The main CreateEndpoint/CreateBind callbacks are very useful to several different kinds of projects, which generally fall under the umbrella of "the OS network stack does not have the features we need." We use it in Tailscale to do platform-independent STUN packet interception and TCP fallback routing. Another project I've considered doing with it is integration into a user-space network stack like DPDK (or something built on gVisor's netstack that I worked on), which would require avoiding the Go net package and OS system calls entirely.
The UnexpectedIP callback is useful GUI information, it can be used to inform the user that a trusted peer is misconfigured relative to the host because it's violating the AllowedIPs.
You're right about the SkipBindUpdate feature, I think it's a failed experiment of ours. I've put a TODO on it to remove and will do once I'm through my backlog of commits.

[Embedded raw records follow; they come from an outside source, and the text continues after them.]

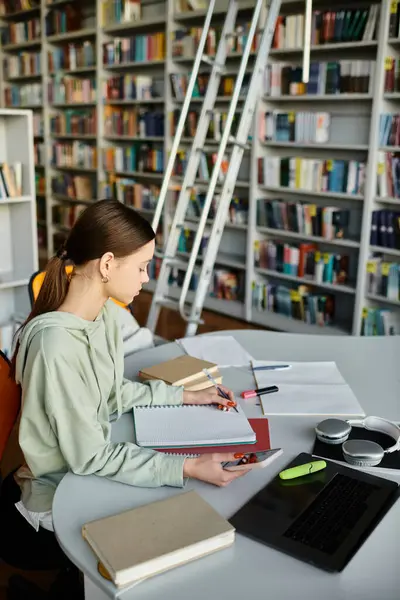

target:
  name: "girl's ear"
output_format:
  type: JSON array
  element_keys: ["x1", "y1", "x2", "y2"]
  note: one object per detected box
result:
[{"x1": 99, "y1": 252, "x2": 115, "y2": 277}]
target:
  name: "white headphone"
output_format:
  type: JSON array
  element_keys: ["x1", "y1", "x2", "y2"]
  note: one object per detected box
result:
[{"x1": 315, "y1": 417, "x2": 400, "y2": 467}]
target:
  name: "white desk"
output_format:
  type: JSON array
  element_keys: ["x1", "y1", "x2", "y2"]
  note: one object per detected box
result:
[{"x1": 53, "y1": 331, "x2": 400, "y2": 600}]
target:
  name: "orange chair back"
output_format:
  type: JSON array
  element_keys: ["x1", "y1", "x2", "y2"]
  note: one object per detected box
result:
[
  {"x1": 0, "y1": 351, "x2": 21, "y2": 460},
  {"x1": 29, "y1": 265, "x2": 130, "y2": 311}
]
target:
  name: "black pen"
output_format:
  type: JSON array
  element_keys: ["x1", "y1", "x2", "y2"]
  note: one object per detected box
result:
[{"x1": 242, "y1": 385, "x2": 279, "y2": 400}]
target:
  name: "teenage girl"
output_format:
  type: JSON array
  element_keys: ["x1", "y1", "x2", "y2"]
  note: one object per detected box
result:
[{"x1": 0, "y1": 200, "x2": 248, "y2": 600}]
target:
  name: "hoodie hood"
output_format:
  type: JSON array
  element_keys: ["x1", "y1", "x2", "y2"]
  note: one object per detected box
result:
[{"x1": 15, "y1": 303, "x2": 122, "y2": 416}]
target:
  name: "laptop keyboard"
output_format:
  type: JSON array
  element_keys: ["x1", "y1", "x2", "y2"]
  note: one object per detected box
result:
[{"x1": 283, "y1": 474, "x2": 377, "y2": 554}]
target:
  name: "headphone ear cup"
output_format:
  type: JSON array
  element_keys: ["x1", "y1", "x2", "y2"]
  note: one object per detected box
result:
[
  {"x1": 315, "y1": 419, "x2": 351, "y2": 446},
  {"x1": 342, "y1": 440, "x2": 385, "y2": 467}
]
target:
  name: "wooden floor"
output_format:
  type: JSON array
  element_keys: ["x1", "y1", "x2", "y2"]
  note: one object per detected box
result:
[{"x1": 133, "y1": 292, "x2": 264, "y2": 340}]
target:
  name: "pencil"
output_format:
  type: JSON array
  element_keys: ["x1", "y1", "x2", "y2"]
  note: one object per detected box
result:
[{"x1": 203, "y1": 369, "x2": 239, "y2": 412}]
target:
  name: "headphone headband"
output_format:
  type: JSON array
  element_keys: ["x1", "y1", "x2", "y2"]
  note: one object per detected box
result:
[{"x1": 347, "y1": 417, "x2": 400, "y2": 454}]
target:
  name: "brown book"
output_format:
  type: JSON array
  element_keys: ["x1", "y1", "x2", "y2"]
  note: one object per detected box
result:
[
  {"x1": 82, "y1": 491, "x2": 235, "y2": 587},
  {"x1": 139, "y1": 355, "x2": 222, "y2": 392}
]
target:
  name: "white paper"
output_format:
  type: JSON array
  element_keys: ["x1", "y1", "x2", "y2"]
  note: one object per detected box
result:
[
  {"x1": 176, "y1": 335, "x2": 253, "y2": 368},
  {"x1": 253, "y1": 361, "x2": 365, "y2": 416}
]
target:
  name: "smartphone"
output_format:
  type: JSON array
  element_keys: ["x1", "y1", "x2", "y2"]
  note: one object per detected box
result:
[{"x1": 222, "y1": 448, "x2": 283, "y2": 471}]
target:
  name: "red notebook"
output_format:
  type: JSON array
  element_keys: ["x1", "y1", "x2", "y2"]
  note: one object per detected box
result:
[{"x1": 154, "y1": 419, "x2": 271, "y2": 454}]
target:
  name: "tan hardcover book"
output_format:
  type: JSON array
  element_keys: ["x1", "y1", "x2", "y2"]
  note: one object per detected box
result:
[
  {"x1": 139, "y1": 355, "x2": 222, "y2": 391},
  {"x1": 82, "y1": 491, "x2": 235, "y2": 587}
]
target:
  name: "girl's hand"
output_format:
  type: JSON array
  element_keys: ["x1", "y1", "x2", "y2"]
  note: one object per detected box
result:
[
  {"x1": 183, "y1": 385, "x2": 236, "y2": 410},
  {"x1": 183, "y1": 452, "x2": 250, "y2": 487}
]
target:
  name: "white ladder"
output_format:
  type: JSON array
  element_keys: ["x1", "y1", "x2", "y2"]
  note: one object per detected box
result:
[{"x1": 147, "y1": 0, "x2": 281, "y2": 336}]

The HandshakeDone is halfway to something useful. As is, it's a bit of a hack, library users don't really need to know about the state of the WireGuard handshake with a peer. But they could use some more information about the connection with a peer. We are using it right now as a link status signal. I think there's some value in this, and we should evolve this into some kind of general callback along the lines of LinkChange(status LinkStatus)
. I've put a TODO in this commit set about that.
Okay. Let's hold off on merging this for a bit until we can fully study the use case. I'm very hesitant to introduce extensive internal apis without thinking about network implications.